I’m feeling good because I feel like I’m just at that stage of my career when I have enough experience to know how to envision things and logistically see them through. I’m past the junior years, but just at the opening of my senior ones in my field, and I feel knowledgeable, powerful, capable, confident, well-mentored and trained by the absolute best. It’s a wonderful place to be, one I’ve worked hard to get at after 20 years in the women’s movement, 17 years in my department since joining as a graduate student and after 14 years of university. I don’t think I’m the only one who feels this way at this age. I think it’s probably pretty common. Many folks spend the years from their early twenties working here and there at the things they are interested in and by the time a decade or more has gone by, there is no way not to have gathered some good skills. I still feel like I’m in my twenties (which is soooo 30s and 40s to say!), but when I realize I’m teaching students born when I was already in university, I know I’m not a yout anymore. So, what’s left but to appreciate the experience that all this time has brought.

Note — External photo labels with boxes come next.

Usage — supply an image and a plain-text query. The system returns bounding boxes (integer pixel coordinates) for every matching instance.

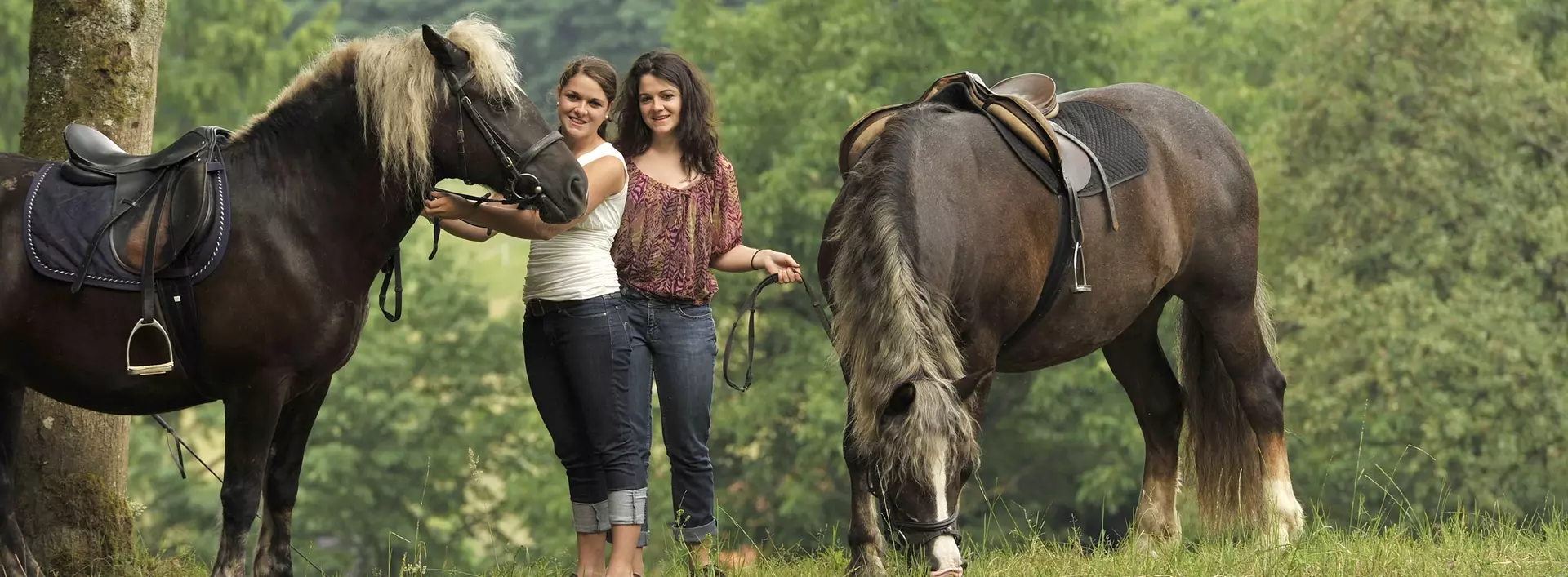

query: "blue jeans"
[621,287,718,547]
[522,295,648,533]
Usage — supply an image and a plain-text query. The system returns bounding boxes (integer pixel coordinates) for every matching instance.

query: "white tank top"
[522,143,626,301]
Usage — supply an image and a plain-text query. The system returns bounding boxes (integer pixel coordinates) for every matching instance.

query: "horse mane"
[235,16,525,191]
[828,104,978,478]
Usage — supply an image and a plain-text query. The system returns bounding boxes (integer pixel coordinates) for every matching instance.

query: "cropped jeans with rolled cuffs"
[522,293,648,533]
[621,287,718,547]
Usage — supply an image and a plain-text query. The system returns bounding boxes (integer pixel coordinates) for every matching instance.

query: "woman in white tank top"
[425,56,649,577]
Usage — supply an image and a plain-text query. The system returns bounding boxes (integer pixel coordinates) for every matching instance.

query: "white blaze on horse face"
[931,458,964,577]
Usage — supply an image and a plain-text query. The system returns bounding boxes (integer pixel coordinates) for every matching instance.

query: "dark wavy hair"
[555,56,617,140]
[615,49,718,175]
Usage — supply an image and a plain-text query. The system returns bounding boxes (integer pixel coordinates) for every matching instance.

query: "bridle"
[372,68,569,323]
[867,472,968,548]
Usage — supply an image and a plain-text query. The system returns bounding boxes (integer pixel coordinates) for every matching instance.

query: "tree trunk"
[16,0,165,575]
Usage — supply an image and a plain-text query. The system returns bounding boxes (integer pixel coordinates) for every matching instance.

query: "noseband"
[867,473,963,547]
[381,68,569,323]
[442,69,566,210]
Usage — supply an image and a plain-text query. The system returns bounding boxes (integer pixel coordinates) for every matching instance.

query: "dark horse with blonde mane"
[0,19,586,575]
[818,75,1303,575]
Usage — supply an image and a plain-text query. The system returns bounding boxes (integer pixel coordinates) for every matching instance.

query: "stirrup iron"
[1072,243,1094,293]
[126,318,174,376]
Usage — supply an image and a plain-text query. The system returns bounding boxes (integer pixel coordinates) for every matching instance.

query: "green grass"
[107,516,1568,577]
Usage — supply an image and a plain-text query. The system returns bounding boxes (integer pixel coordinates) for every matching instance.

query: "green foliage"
[0,0,33,150]
[154,0,337,146]
[324,0,671,105]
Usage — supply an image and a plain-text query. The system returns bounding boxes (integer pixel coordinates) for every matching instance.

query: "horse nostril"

Of course, this project is total added pressure, but once I don’t overstep myself (which is hard to pre-determine), my ambition kicks in under high expectations. I’m lucky to have been where I was when this project came up and I feel, as I often do, that I’m exactly where I am supposed to be, ups and downs and all. Naturally, right behind me is a network of support I thank the universe for daily. My mom kept Zi an extra day and when I drop her off there I know she’s in the best possible hands, my helper put in many extra hours – all with generosity of spirit and her smile, my husband took extra shifts to enable me to be out late nights and early mornings, my friends checked in to see how I was. I could have achieved none of this without them. Here too I feel simply lucky.

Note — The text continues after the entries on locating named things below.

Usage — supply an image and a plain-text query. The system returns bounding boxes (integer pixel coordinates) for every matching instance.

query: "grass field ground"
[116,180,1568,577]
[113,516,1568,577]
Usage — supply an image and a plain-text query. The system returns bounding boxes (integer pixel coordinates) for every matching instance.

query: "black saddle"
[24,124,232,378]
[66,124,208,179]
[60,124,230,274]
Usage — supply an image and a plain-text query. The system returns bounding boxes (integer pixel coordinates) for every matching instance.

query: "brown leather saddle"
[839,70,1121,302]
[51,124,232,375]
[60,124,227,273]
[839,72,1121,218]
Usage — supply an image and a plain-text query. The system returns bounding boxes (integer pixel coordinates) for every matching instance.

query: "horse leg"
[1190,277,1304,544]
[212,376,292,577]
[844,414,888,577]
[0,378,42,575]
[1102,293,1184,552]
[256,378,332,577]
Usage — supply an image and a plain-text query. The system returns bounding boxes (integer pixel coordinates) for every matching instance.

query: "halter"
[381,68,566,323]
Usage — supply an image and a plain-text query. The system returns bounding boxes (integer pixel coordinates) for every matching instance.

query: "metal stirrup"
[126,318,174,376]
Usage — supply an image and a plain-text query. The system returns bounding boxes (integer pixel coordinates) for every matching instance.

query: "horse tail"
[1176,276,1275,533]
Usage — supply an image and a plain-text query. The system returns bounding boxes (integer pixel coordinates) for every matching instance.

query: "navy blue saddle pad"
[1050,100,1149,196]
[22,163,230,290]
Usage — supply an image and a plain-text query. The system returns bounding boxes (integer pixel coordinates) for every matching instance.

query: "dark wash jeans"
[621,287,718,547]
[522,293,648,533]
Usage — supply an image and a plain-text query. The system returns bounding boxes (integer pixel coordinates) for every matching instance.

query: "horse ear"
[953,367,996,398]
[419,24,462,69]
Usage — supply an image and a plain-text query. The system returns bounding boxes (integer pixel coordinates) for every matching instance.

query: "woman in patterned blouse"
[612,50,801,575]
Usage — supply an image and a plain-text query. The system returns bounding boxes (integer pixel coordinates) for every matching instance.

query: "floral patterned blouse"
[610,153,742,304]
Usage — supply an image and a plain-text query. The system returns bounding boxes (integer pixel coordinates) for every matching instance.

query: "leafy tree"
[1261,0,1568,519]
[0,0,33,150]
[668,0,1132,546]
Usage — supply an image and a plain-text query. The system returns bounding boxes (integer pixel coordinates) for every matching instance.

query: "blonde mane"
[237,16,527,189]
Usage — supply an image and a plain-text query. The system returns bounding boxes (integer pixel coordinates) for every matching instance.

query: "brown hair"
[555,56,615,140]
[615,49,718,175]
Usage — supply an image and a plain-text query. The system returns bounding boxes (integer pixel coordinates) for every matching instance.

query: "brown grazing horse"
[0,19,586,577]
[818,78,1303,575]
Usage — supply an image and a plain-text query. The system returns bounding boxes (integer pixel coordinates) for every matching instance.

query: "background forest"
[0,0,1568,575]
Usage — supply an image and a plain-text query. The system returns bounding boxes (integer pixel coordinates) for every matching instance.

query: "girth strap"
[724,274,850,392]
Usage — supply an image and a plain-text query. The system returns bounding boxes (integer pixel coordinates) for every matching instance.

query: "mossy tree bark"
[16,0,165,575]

Zi decided to grow two new teeth this very week to add to the twelve (!) she already has, therefore got up anywhere between four and six times a night every single night, and spent hours sleeping on top of and attached to me. When I crawled out of bed like the walking dead to start the day, somehow I managed to do it without being grumpy, with my brain working in full gear and with me even wearing ironed clothes. How I did it, I still don’t know. I’m the girl who needed nine hours sleep to function. Now, I practically never get more than three continuously. I am too exhausted to do half the things I want to, like go to the opening of the Common sense Convois at a panyard in Tunapuna or do a 5k walk with the Ministry of Gender around the savannah or just drive to Maracas – things that are totally fun in my mind but impossible next to the option of staying home and lying about all day today. Anyway, what matters is that somehow, like most mothers, I just got on and did it. About this I felt good too and somewhat rewarded when, on Friday night, after I was near collapse at the end of a hard week, Ziya slept right through from 9 to 4.30am. Bless her little alligator self.

These past months, I’ve been stressing endlessly about how far behind I am on my publishing – and I still am. Don’t even ask about that paper I had for the professor, due two weeks ago. I’ve not even written to him in shame to say its not ready yet. I’ve also been constantly alert to the fact that neither Stone nor Zi get enough time with me. I know that both miss me and I’m scared I turn into one of those partners and moms who is always at work or working, always tired or pre-occupied and not as fun as I really can be. I still feel this way. And, as usual, I still stress about not getting myself to one thing or another in the women’s movement. But just for today, those sentiments feel far away.

Today, I’m just feeling good. I had the nicest ten minutes tonight with Zi, right before bed. We quietly read three books together and then she turned around and spontaneously gave me a kiss, then a few minutes later she decided she was in a big hurry to go look for her dada and it was all over. Still, if a choir of angels were going to leap out of the cupboard and sing, those would have been the right moments.

What more could I have asked for this week, an amazing few days at work that it took months to prepare for, a quiet weekend at home full of those moments that you simply can’t plan, and the sense of the present to appreciate it as it unfolds.

Now I’m off to listen to an album with Stone, something akin to what we used to do for whole days or weekends more than a decade ago when we first met. He’s probably got a good half hour of me ahead, nothing like days or a weekend, but it’s all I got. Monday awaits and I’m not sure this feeling of contentment, satisfaction and accomplishment will survive my entry past the door. I don’t really have any profound thoughts from the perfections and imperfections of this last week. All I am is grateful.